Surviving another blizzard episode, the city, an archive of fleeting moments, reflected my conversation with Leonardo Fasolo, Creative Director of Massimo Osti Studio – legacy as something meant to evolve and be reshaped over time.
Massimo Osti, the original disruptor, treated fabric like a question mark. The Italian designer built his reputation on curiosity, pulling techniques from industry, military research, and urban life, then remixing them until clothing felt both thoughtful and instinctive. Deconstruction as a way to navigate life itself – he went further and reverse-engineered the flow of our presence. The spirit lingers here.

The 2026 Wardrobe Garments read like everyday essentials that secretly earned a PhD. Jackets, overshirts, knitwear—pieces meant to orbit daily life—reach with a tactile richness, a sensorial request. There’s a subtle humor in that restraint—a measured sobriety holding it down while logos shout for attention all around. All eyes on the wool this season – though not in the way your grandfather remembers. It’s stretched, sealed, twisted, and blended, honoring tradition and technology. Some fabrics are treated for sleek durability, while others are reinforced in high-stress areas (thermoplastic polyurethane). Hybrid constructions obscure the lines, nylon folding into the softness of wool — a moment to root yourself, then lean forward into the next chapter. Elsewhere, textured surfaces play with depth and double dyeing, catching light like a prism.

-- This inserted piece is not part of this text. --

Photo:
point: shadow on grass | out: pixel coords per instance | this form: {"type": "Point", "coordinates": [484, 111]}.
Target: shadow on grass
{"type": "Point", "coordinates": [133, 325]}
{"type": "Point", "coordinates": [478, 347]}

What struck me most in the interview was Leonardo Fasolo’s insistence on experimentation as a form of respect—toward the wearer, toward the craft, toward Osti himself. Innovation is deliberate. The inside of a garment matters as much as the outside, because the private experience of clothing is where loyalty is built. Massimo Osti Studio continues to design for people who move, question, and live fully in their clothes. The result is a wardrobe that doesn’t chase the future—it walks beside it, hands in pockets, already comfortable there.